O senhor Armstrong continua:

“Colossenses 1:21-23  E a vós, que antes estais separados e hostis de espírito, praticando más obras, ele agora os reconciliou no seu corpo carnal, por meio da sua morte, para vos apresentar diante dele santo, irrepreensíveis e irrepreensíveis, contanto que continuas na fé, estável e firme, não te desviando da esperança do evangelho que ouviste, . . .”

Aqui o senhor Armstrong erra novamente ao confundir a ordem transcendental com a ordem predicamental. Ora, uma coisa é o modo como se fala das criaturas, outro o modo como Deus enxerga essas mesmas criaturas. Uma admoestação sobre a perda de salvação baseia-se na ignorância ou de quem ouve, ou de quem fala e ouve, pois é óbvio que é um extremo absurdo aplicar a Deus uma partícula de indeterminação, como se Deus fosse ignorante. Como aplicar univocamente a Deus e ao homem a frase: “SE perseverares até o fim, serás salvo”, se em Deus não existe partícula de indeterminação, portanto não existe um “SE”?
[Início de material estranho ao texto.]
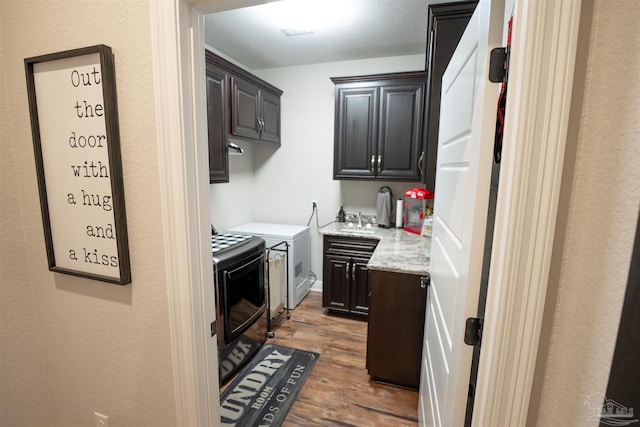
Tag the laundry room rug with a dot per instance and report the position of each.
(264, 391)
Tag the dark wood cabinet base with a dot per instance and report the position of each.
(396, 328)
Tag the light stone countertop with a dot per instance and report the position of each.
(398, 250)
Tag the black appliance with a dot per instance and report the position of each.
(240, 291)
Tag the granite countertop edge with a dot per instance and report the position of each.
(398, 251)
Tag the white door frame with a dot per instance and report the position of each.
(541, 78)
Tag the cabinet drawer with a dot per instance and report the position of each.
(349, 245)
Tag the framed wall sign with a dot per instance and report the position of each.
(74, 123)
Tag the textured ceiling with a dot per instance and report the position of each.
(356, 29)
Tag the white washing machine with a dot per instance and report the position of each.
(299, 265)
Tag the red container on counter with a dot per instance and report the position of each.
(418, 203)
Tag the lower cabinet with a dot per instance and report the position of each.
(396, 327)
(345, 286)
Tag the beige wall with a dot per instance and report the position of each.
(72, 346)
(597, 219)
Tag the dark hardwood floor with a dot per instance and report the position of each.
(338, 390)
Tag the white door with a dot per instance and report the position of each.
(463, 173)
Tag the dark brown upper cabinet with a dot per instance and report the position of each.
(446, 23)
(255, 111)
(217, 88)
(378, 126)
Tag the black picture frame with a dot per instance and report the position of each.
(78, 162)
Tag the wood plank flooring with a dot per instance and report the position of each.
(338, 391)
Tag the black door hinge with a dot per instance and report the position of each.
(473, 331)
(498, 64)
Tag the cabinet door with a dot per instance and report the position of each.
(359, 297)
(217, 125)
(245, 108)
(336, 282)
(446, 25)
(400, 140)
(396, 327)
(270, 116)
(355, 133)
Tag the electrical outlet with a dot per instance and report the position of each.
(101, 420)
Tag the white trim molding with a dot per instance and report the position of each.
(187, 262)
(541, 73)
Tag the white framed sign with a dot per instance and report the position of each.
(76, 141)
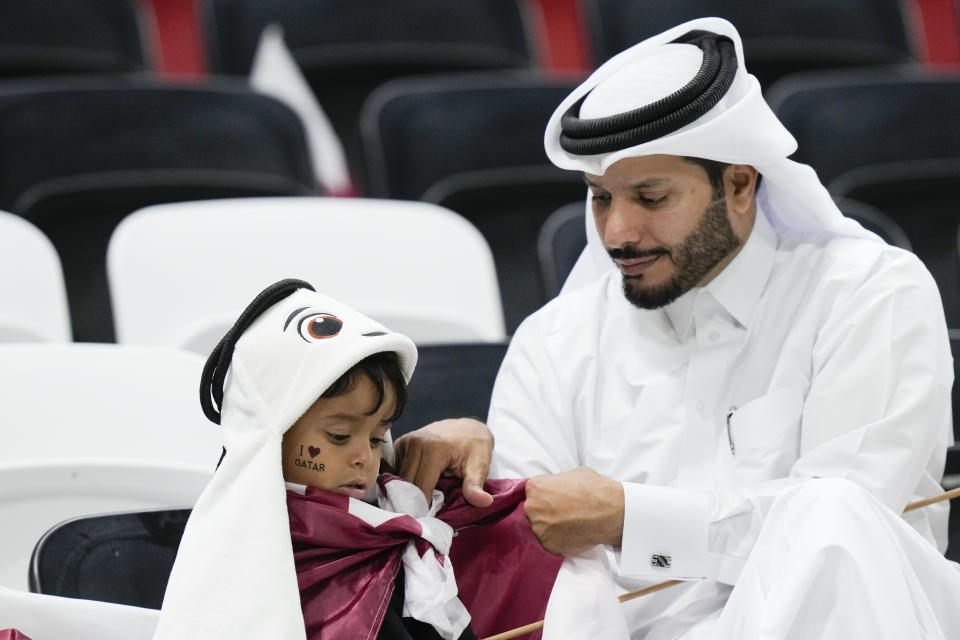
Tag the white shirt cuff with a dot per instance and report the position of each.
(665, 532)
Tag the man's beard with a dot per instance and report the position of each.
(698, 253)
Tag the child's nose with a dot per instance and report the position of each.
(362, 454)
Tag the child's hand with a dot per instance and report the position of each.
(462, 447)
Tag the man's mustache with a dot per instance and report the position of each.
(628, 252)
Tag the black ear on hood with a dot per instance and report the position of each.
(215, 369)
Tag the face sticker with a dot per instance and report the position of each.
(307, 463)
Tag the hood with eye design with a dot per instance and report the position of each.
(234, 576)
(294, 351)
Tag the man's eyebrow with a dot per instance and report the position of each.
(649, 183)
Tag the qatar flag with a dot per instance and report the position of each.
(348, 554)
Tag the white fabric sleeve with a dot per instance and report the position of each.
(877, 413)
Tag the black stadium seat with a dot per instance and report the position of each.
(347, 47)
(890, 140)
(561, 241)
(452, 381)
(66, 36)
(124, 558)
(76, 157)
(474, 143)
(778, 37)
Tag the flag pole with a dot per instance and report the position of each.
(519, 631)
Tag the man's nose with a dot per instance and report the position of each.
(621, 225)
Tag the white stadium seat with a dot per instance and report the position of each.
(181, 273)
(93, 428)
(33, 298)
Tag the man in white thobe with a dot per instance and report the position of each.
(738, 387)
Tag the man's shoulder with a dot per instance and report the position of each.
(832, 257)
(575, 310)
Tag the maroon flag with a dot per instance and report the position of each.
(347, 560)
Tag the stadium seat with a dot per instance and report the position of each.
(33, 299)
(451, 381)
(778, 37)
(910, 172)
(42, 617)
(79, 155)
(348, 47)
(474, 143)
(124, 557)
(562, 238)
(66, 36)
(93, 428)
(875, 220)
(416, 267)
(36, 496)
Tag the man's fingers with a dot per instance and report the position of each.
(475, 474)
(407, 457)
(426, 476)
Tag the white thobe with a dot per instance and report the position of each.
(811, 355)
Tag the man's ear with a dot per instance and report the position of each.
(741, 185)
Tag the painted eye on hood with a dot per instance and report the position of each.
(319, 326)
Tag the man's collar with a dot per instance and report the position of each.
(738, 287)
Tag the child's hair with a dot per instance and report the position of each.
(381, 368)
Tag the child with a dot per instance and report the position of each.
(305, 390)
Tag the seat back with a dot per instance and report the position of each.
(36, 496)
(779, 38)
(474, 143)
(92, 428)
(451, 381)
(560, 243)
(872, 219)
(123, 557)
(65, 36)
(33, 298)
(418, 268)
(836, 118)
(348, 47)
(910, 173)
(78, 156)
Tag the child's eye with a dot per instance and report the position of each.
(651, 202)
(600, 198)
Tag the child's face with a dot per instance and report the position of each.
(335, 445)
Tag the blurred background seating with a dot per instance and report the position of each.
(91, 428)
(346, 48)
(474, 144)
(32, 289)
(124, 557)
(416, 267)
(66, 36)
(78, 154)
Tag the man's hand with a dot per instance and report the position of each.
(461, 446)
(573, 511)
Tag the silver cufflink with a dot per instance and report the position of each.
(660, 560)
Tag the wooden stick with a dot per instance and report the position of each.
(948, 495)
(519, 631)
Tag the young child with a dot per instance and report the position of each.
(285, 543)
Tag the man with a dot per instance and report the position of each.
(738, 385)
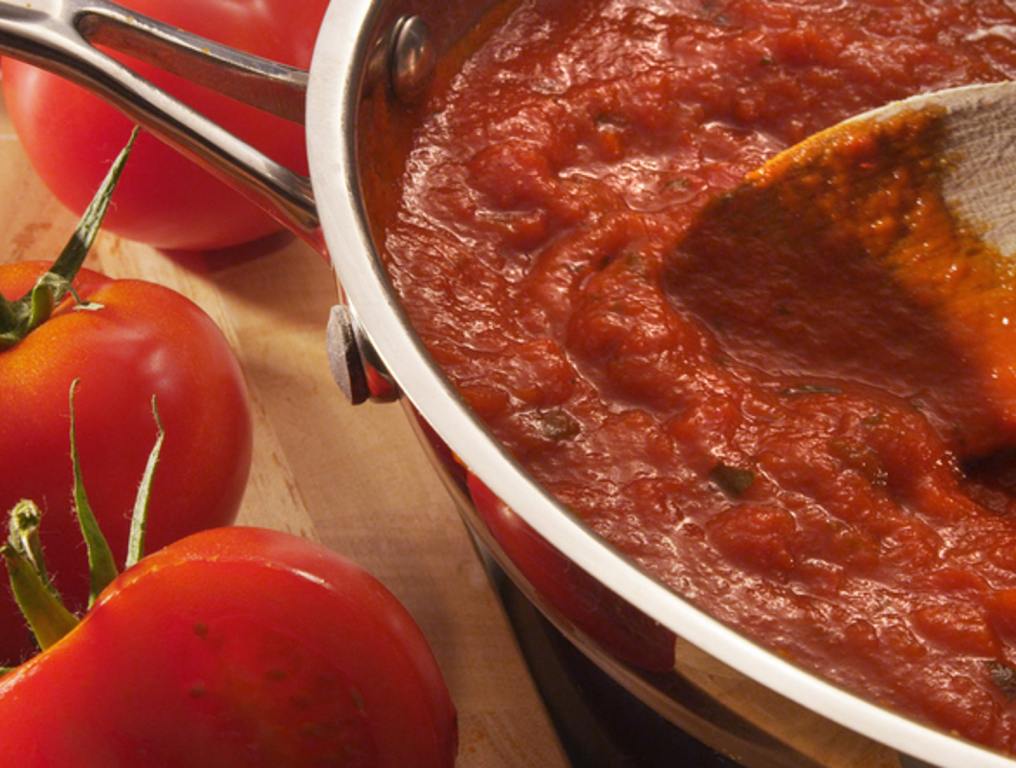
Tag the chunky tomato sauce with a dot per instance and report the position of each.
(799, 440)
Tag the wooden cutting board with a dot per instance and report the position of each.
(352, 477)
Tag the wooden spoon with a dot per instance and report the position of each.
(878, 251)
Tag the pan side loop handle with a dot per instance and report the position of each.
(60, 36)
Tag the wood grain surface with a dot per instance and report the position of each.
(352, 477)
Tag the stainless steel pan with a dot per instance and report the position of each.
(375, 49)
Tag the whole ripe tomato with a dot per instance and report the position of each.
(165, 199)
(137, 340)
(235, 647)
(625, 632)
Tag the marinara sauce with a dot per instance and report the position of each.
(798, 441)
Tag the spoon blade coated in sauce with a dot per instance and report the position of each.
(880, 251)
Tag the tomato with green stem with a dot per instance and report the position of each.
(125, 340)
(167, 200)
(232, 647)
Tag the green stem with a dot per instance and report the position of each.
(19, 318)
(70, 260)
(41, 605)
(102, 567)
(139, 520)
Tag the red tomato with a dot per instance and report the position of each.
(145, 340)
(235, 647)
(618, 627)
(164, 199)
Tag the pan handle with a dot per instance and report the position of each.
(60, 36)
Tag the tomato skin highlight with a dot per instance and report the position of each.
(165, 199)
(236, 647)
(144, 340)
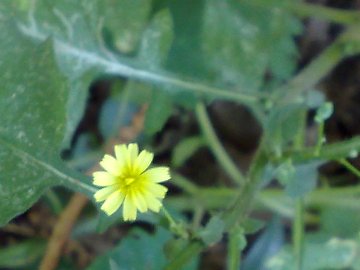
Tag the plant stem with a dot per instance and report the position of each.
(191, 250)
(329, 152)
(298, 233)
(184, 183)
(216, 147)
(320, 139)
(345, 45)
(304, 9)
(239, 209)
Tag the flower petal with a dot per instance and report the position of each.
(156, 190)
(113, 202)
(121, 153)
(157, 175)
(139, 201)
(152, 203)
(103, 179)
(143, 161)
(103, 193)
(111, 165)
(132, 153)
(129, 209)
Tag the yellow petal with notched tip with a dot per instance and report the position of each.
(143, 161)
(103, 193)
(121, 153)
(152, 203)
(132, 153)
(112, 203)
(103, 179)
(157, 175)
(127, 181)
(129, 209)
(139, 201)
(157, 190)
(111, 165)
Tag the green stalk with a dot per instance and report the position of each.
(216, 147)
(304, 10)
(191, 250)
(240, 208)
(298, 233)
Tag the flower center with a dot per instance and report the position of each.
(129, 180)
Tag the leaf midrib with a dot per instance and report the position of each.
(47, 166)
(113, 66)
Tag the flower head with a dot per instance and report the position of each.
(127, 181)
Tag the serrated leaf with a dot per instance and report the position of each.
(234, 35)
(137, 250)
(32, 118)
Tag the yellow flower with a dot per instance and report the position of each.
(128, 181)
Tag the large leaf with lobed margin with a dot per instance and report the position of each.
(242, 40)
(101, 37)
(79, 30)
(33, 98)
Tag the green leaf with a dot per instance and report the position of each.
(265, 246)
(324, 112)
(22, 254)
(282, 126)
(340, 221)
(213, 231)
(332, 254)
(33, 118)
(242, 40)
(137, 250)
(185, 149)
(304, 180)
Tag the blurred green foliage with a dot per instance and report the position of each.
(171, 55)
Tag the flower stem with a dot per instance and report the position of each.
(175, 227)
(320, 139)
(192, 249)
(298, 233)
(216, 147)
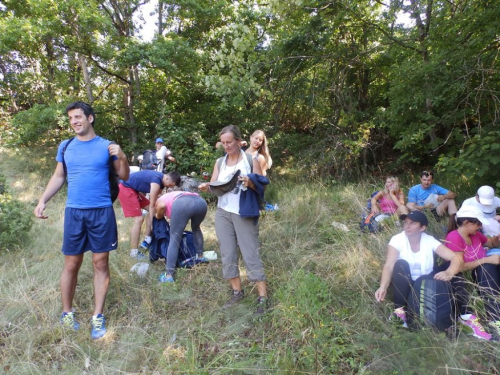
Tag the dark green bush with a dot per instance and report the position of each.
(15, 219)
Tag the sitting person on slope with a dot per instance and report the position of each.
(466, 239)
(390, 200)
(410, 255)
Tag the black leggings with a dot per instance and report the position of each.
(487, 278)
(402, 284)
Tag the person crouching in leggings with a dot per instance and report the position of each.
(180, 207)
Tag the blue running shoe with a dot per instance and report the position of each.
(98, 326)
(144, 245)
(164, 279)
(68, 320)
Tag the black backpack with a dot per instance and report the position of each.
(114, 180)
(430, 304)
(149, 160)
(186, 257)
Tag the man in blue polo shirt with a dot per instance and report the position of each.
(428, 195)
(89, 219)
(133, 199)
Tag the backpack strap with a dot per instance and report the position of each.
(249, 159)
(63, 151)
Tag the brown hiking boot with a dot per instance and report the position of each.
(236, 297)
(261, 305)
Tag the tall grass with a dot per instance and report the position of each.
(323, 317)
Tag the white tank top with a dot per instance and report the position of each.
(230, 201)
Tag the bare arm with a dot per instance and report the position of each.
(121, 164)
(54, 185)
(492, 259)
(448, 195)
(375, 208)
(385, 280)
(263, 164)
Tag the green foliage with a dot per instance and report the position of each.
(475, 161)
(15, 220)
(41, 124)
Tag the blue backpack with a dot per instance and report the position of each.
(159, 245)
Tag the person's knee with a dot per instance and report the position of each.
(101, 263)
(72, 264)
(138, 220)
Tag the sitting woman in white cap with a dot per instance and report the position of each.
(486, 201)
(469, 241)
(410, 255)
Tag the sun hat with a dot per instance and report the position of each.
(472, 212)
(486, 195)
(416, 216)
(220, 188)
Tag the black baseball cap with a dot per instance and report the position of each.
(416, 216)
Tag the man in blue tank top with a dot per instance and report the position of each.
(89, 221)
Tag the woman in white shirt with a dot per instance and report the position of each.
(232, 230)
(410, 255)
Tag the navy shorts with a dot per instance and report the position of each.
(90, 229)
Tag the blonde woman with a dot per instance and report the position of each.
(390, 200)
(259, 150)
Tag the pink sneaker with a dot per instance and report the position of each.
(399, 315)
(477, 329)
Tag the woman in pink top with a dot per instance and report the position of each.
(485, 269)
(390, 200)
(180, 207)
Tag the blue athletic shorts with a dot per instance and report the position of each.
(91, 229)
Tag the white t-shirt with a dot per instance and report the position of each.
(160, 155)
(421, 262)
(492, 228)
(230, 201)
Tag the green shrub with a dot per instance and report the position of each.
(15, 219)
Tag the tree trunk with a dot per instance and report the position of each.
(86, 78)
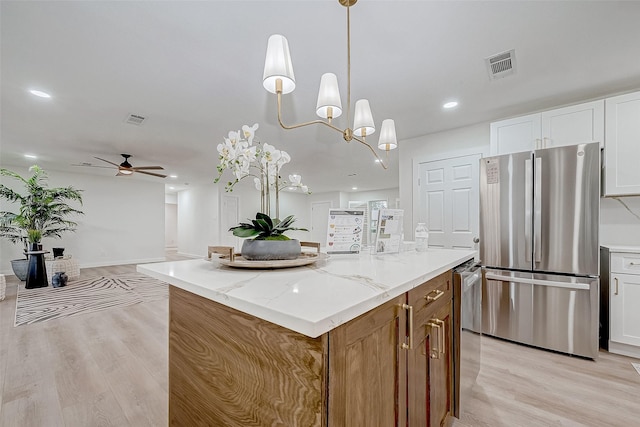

Ora, aqui não cabe ao senhor Armstrong simplesmente afirmar que não nega a onisciência divina, mas deve, pelo bem do debate e da coerência do seu argumento, sob pena de não sustentá-lo, explicar como que esse texto pode ser explicado sem usarmos de antropopatia, portanto, de uma linguagem metafórica para Deus, embora real para o homem, não pode ser usado como texto base para a justificação, pois a justificação não é uma obra humana, mas divina.

Além disso, posso acrescentar que, do ponto de vista humano, há perda de salvação, mas do ponto de vista de Deus, isso é impossível, pois o mesmo ensina em Judas 24: “Ora, àquele que é poderoso para vos guardar de tropeçar, e apresentar-vos irrepreensíveis, com alegria, perante a sua glória,”. Deus é poderoso para nos guardar de todo tropeço, e nos apresentar diante de Deus, algo que não pode ser dito com verdade se a salvação pode ser perdida pelo ângulo da eternidade.

“1 Timóteo 4:1 Ora, o Espírito diz expressamente que nos últimos tempos apostatarão alguns da fé, dando ouvidos a espíritos enganadores e a doutrinas de demônios”.

Esse texto sequer fala da fé que salva, mas da fé como doutrina.

“1 Timóteo 5:15 Porque alguns já se desviaram para Satanás.”

Mesma explicação já dada.

“2 Timóteo 2:12 se perseveramos, também reinaremos com ele; se o negarmos, ele também nos negará;”

Será que podemos aplicar essa partícula “SE” ao próprio Deus? Observe que São Paulo se coloca como ignorante dos fatos do futuro. Isso somente prova que o senhor Armstrong tem Deus como ignorante, como consequência, embora negue esse fato, precisa ainda explicar como Deus não se torna ignorante se aplicamos esse texto em uma visão transcendental.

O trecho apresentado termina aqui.